Image Type
Sacral Morphometry
1) Description of Measurement
Sacral morphometry defines the osseous corridors available for S1 pedicle screws and S1/S2 alar-iliac (SAI) screws, ensuring safe trajectories that avoid neural foramina, sacral canal, and pelvic viscera while maximizing fixation strength. Measurements include:
S1 pedicle width & height
Sacral ala thickness
Alar-iliac corridor length
Transverse (medial-lateral) and sagittal (cephalocaudal) trajectory angles
These measurements are critical for preoperative planning of pelvic fixation in deformity, trauma, and revision surgery.
2) Instructions to Measure
A. S1 Pedicle Morphometry
Axial CT (through S1 pedicles):
Identify the narrowest portion of the S1 pedicle.
Measure:
Pedicle Width (mm): Medial–lateral cortical distance.
Sagittal CT:
Measure pedicle length from posterior cortex of sacrum to anterior vertebral body cortex along the pedicle axis.
Pedicle Height (mm): Superior–inferior diameter.
B. Sacral Ala / SAI Corridor
Axial CT (through S1 or S2 ala):
Identify the starting point:
S1AI: 1–2 mm inferior and lateral to S1 dorsal foramen.
S2AI: Midpoint between S1 and S2 dorsal foramina.
Draw trajectory toward the AIIS (anterior inferior iliac spine).
Measure:
Minimum ala thickness (narrowest corridor).
Transverse angle (medial to lateral angulation).
Sagittal CT:
Measure:
Sagittal angle (caudal inclination toward AIIS).
Maximum screw length from sacral entry to anterior iliac cortex.
3) Normal vs.

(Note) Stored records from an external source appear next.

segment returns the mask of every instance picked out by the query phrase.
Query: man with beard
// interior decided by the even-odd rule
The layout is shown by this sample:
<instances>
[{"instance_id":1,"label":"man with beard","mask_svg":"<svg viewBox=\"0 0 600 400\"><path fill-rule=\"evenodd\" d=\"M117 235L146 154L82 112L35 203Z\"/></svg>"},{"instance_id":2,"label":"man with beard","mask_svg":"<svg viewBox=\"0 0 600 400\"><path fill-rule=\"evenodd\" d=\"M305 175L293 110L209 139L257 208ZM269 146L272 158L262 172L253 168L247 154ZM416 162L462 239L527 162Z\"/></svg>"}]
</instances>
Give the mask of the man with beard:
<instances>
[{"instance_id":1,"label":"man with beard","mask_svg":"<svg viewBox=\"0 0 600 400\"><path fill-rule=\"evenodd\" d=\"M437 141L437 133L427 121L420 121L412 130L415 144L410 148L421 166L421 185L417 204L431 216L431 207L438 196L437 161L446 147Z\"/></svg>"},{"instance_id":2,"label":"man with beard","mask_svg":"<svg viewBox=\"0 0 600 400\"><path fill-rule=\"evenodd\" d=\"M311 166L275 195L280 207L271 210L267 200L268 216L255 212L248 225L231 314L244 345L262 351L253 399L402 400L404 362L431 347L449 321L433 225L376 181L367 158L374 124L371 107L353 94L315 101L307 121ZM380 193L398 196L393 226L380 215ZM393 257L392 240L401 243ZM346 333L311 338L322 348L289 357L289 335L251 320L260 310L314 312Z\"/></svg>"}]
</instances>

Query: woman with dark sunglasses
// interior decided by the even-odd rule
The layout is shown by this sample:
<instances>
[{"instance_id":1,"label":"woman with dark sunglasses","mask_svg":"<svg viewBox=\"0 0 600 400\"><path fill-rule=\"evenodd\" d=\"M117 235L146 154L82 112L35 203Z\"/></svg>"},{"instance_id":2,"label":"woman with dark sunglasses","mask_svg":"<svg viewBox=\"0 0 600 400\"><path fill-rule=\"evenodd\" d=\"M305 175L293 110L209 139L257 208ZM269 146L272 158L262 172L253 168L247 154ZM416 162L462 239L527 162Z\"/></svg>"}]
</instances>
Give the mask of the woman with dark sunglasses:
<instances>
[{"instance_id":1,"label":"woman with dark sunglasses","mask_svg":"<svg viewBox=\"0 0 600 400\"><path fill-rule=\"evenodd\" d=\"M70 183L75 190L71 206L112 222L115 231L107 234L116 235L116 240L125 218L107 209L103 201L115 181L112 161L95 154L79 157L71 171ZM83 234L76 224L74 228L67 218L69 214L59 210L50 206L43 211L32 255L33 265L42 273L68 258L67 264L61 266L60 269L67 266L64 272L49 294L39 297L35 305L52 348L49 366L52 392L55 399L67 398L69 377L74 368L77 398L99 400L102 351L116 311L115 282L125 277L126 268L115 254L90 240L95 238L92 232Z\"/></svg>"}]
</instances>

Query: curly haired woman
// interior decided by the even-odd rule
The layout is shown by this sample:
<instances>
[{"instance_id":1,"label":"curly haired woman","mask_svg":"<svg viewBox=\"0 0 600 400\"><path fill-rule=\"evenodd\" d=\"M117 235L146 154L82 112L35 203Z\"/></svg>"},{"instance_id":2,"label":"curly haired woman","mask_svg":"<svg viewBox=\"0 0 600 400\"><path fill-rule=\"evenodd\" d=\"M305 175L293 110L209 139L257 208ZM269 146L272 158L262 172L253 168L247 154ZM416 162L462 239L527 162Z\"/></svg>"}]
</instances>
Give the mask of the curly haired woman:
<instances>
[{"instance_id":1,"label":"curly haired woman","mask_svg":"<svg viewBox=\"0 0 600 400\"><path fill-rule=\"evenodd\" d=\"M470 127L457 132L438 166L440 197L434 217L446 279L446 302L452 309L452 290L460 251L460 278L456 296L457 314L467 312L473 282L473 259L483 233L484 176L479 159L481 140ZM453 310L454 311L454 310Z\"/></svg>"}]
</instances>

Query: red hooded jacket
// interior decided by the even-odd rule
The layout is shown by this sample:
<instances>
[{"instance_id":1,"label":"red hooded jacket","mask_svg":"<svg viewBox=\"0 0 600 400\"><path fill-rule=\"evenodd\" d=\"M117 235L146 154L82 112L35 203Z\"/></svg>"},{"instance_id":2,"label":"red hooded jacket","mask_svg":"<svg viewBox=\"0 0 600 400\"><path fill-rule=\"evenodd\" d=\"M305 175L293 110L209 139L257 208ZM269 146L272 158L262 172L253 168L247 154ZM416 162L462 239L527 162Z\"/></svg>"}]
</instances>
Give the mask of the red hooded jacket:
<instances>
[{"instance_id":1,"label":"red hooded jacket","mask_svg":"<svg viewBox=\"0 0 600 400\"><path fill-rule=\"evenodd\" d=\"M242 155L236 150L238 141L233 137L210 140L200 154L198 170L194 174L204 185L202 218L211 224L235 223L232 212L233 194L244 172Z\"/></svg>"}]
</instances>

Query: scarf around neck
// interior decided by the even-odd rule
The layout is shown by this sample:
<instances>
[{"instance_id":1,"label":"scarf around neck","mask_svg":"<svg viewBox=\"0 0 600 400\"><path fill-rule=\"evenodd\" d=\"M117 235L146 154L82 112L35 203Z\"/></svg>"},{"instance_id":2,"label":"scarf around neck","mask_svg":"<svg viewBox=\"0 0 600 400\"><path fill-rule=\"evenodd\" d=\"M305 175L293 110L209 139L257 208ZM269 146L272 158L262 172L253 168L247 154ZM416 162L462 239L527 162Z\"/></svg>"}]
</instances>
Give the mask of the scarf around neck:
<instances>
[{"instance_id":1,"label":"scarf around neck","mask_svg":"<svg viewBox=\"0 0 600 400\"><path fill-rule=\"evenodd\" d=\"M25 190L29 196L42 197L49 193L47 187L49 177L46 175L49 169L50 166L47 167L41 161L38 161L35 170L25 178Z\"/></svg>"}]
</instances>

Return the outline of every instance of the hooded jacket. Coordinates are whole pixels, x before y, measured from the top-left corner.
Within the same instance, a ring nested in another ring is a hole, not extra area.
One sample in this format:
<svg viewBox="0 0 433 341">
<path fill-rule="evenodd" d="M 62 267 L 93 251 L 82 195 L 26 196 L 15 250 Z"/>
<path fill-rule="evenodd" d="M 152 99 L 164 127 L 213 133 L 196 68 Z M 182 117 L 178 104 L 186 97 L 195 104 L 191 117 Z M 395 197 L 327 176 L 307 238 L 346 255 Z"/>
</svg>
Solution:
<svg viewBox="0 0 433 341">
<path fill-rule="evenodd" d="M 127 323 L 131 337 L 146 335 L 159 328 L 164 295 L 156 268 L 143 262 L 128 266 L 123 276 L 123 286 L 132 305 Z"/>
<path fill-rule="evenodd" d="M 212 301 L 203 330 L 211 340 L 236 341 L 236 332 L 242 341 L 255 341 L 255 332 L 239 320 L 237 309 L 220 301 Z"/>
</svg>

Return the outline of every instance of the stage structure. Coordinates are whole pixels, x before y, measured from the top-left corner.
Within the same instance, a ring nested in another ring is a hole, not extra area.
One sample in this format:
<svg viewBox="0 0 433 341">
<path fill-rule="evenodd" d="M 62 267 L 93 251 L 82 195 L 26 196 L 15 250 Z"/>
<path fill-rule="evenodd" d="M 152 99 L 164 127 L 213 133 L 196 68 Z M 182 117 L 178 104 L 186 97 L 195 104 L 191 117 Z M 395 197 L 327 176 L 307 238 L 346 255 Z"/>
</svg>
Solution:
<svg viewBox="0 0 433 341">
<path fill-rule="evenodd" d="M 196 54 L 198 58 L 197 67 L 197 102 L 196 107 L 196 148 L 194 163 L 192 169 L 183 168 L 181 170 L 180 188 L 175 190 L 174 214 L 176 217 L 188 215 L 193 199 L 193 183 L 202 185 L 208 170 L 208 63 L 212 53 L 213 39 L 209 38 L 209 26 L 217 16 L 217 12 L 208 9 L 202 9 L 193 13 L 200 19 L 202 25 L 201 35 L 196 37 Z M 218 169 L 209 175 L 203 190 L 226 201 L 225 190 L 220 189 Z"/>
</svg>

Pathologic Ranges
S1 Pedicle Width
Typical Adult Range: 10 - 15 mm
Pathologic/High-Risk: < 8 mm = unsafe for standard 7 - 7.5 mm screw
S1 Pedicle Height
Typical Adult Range: 12 - 18 mm
Pathologic/High-Risk: < 10 mm = risk of breach
Sacral Ala Thickness
Typical Adult Range: 12 - 20 mm
Pathologic/High Risk: < 10 mm = high breach risk
S2AI Screw Length
Typical Adult Range: 70 - 90 mm
Pathologic/High Risk: < 60 mm = limited pelvic fixation
Transverse Angle
Typical Adult Range: 30-40° lateral
Pathologic/High Risk: < 20° or > 50° = breach risk
Sagittal Angle
Typical Adult Range: 20-40° caudal
Pathologic/High Risk: Excessive caudal -> sciatic notch risk
4) Important References
Yilmaz E, Abdul-Jabbar A, Tawfik T, et al. S2 Alar-Iliac Screw Insertion: Technical Note with Pictorial Guide. World Neurosurg. 2018 May;113:e296-e301. doi: 10.1016/j.wneu.2018.02.009. Epub 2018 Feb 10.
O'Brien JR, Yu WD, Bhatnagar R, et al. An anatomic study of the S2 iliac technique for lumbopelvic screw placement. Spine (Phila Pa 1976). 2009 May 20;34(12):E439-42. doi: 10.1097/BRS.0b013e3181a4e3e4.
Kebaish KM. Sacropelvic fixation: techniques and complications. Spine (Phila Pa 1976). 2010 Dec 1;35(25):2245-51. doi: 10.1097/BRS.0b013e3181f5cfae.
Jain A, Brooks JT, Kebaish KM, Sponseller PD. Sacral Alar Iliac Fixation for Spine Deformity. JBJS Essent Surg Tech. 2016 Mar 9;6(1):e10. doi: 10.2106/JBJS.ST.15.00074.
5) Other info....
S2AI screws provide lower profile fixation and reduce wound complications compared with traditional iliac bolts.
Always assess neural foramina, sacral canal, and sciatic notch proximity before finalizing trajectory.
In dysplastic sacra or severe deformity, 3-D navigation is strongly recommended.